Many multicellular animals do not require oxygen to live but
respire anaerobically. Some of these have adapted to "hostile"
environments, such as sulphide rich habitats, others live as
parasites within host organisms, while others still can perhaps be
said to look back on the early days of life on earth before
anaerobic respiration had evolved. This comprehensive volume lays
out detailed summaries of the strategies for anero- or anoxy-biosis
employed by each major group of metazoan animals. It begins with a
description of the physical chemistry of oxygen, followed by a
dissertation on the perils - and opportunities - created for life
by oxygen derived free radicals. It moves on to examine the
geochronology of the accumulation of oxygen in the environment and
to analyze the first explosive adaptive radiation of the Metazoa in
the Ediacarian and early Cambrian. It then explores the
biochemistry of sulphide dependent organisms and follows with a
detailed account of the evolution of fumarate reductase, the enzyme
system that makes anaerobiosis possible in many invertebrate phyla.
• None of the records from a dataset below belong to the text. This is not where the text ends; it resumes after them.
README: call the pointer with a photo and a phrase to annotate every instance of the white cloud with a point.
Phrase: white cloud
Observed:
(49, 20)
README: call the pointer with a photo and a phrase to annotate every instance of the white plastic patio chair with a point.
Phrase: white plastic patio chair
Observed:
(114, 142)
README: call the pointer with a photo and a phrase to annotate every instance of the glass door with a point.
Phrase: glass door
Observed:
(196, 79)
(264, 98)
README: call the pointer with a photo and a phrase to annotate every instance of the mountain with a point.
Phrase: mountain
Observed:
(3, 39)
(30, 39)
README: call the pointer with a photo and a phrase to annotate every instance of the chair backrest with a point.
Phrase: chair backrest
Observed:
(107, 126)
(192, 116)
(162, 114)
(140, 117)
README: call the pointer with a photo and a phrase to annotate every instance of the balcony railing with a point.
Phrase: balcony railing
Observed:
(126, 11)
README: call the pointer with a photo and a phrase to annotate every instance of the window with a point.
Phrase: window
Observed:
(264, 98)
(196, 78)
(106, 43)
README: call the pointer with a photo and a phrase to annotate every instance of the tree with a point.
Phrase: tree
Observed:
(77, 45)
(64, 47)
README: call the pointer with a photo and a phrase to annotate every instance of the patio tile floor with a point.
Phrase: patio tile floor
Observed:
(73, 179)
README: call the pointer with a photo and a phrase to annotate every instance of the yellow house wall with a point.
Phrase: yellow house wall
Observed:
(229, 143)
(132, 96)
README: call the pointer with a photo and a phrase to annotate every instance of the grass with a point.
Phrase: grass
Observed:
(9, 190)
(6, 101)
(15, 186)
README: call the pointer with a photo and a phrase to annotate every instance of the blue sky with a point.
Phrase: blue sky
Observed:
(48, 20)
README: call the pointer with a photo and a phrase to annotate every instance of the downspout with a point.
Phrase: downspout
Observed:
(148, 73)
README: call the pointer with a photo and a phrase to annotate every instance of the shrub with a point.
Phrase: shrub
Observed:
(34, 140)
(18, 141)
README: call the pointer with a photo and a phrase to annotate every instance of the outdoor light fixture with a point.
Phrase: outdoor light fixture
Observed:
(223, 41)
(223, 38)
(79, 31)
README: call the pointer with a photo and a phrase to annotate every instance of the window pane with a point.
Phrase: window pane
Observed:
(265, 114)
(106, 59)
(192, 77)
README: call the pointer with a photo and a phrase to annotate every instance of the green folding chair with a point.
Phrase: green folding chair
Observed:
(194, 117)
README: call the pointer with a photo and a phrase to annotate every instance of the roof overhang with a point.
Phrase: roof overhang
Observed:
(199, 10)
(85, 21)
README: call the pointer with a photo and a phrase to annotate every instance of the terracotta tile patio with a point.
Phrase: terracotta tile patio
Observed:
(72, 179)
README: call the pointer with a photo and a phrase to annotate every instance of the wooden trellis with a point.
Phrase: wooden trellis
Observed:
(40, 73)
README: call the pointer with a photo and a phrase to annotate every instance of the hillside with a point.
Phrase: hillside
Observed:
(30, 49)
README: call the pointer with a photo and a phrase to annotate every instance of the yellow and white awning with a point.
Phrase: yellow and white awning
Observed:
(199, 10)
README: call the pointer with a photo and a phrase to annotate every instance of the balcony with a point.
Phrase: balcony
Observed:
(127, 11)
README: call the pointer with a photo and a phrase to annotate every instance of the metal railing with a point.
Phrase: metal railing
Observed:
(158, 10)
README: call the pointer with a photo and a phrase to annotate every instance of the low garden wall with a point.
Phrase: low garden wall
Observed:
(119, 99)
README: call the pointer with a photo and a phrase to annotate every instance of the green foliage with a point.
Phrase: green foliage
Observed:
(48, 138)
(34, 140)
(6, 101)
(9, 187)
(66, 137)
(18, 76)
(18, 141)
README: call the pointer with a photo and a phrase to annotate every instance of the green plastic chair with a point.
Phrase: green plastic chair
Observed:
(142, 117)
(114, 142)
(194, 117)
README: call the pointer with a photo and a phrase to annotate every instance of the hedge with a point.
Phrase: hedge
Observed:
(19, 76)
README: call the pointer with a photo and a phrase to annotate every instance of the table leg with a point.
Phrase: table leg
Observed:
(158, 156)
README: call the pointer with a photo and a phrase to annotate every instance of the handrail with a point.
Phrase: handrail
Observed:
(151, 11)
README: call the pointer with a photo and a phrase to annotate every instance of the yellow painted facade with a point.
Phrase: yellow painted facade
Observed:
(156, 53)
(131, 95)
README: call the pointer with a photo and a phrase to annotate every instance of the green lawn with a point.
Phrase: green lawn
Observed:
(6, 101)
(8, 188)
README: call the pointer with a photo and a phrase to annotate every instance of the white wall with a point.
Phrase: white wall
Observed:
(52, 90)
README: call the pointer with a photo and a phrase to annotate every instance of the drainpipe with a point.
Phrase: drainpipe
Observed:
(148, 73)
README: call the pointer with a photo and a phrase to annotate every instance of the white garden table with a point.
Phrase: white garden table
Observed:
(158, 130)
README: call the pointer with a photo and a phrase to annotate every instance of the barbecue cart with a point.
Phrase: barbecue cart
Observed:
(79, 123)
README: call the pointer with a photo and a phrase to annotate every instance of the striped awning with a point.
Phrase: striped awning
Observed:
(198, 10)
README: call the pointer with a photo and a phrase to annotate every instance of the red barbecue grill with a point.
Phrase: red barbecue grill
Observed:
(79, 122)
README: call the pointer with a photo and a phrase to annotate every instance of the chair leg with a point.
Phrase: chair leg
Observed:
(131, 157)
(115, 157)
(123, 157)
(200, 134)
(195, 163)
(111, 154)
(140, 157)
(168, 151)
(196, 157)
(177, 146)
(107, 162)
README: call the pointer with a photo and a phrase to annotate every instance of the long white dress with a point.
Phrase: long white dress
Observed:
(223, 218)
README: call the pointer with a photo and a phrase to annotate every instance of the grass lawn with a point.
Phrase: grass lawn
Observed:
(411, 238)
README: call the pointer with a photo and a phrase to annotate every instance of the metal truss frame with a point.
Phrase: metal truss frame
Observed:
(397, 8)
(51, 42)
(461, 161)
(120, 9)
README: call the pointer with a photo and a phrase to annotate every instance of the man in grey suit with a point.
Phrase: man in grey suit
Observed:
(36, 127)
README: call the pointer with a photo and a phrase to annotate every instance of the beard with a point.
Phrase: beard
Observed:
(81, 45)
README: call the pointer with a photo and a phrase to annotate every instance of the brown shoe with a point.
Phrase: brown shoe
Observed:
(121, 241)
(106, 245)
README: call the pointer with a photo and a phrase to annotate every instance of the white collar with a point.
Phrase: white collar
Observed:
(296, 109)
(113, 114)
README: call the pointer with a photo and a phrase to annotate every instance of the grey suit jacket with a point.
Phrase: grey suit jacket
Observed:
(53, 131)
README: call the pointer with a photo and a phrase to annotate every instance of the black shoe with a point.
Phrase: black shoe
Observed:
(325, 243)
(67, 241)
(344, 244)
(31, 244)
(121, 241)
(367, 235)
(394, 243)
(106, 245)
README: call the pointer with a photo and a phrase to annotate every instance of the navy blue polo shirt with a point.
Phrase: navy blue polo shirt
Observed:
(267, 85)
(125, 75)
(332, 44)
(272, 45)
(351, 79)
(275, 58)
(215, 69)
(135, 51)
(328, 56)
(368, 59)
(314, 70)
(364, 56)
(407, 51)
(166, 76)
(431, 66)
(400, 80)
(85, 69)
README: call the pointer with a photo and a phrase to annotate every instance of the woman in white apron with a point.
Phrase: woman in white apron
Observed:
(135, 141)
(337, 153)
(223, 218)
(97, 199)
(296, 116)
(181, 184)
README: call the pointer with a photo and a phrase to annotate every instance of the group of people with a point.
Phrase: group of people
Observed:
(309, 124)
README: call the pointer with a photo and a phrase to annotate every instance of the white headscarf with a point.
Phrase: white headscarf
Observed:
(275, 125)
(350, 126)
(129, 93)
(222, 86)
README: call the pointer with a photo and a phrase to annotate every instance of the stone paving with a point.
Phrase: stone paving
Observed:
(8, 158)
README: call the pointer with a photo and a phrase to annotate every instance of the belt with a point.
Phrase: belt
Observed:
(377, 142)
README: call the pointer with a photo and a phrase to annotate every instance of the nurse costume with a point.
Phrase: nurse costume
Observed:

After the survey of invertebrate phyla, there is a chapter
concerned with the strategies adopted by various vertebrates for
anoxybiotic survival, and one on the dependence of many vertebrates
on anaerobic processes. The contributors are authorities from
around the world. The approach to the subject is an evolutionary
one, drawing from many fields in biology. This book should be of
interest to parasitologists, comparative biochemists, evolutionary
biologists, palaeontologists and geochemists.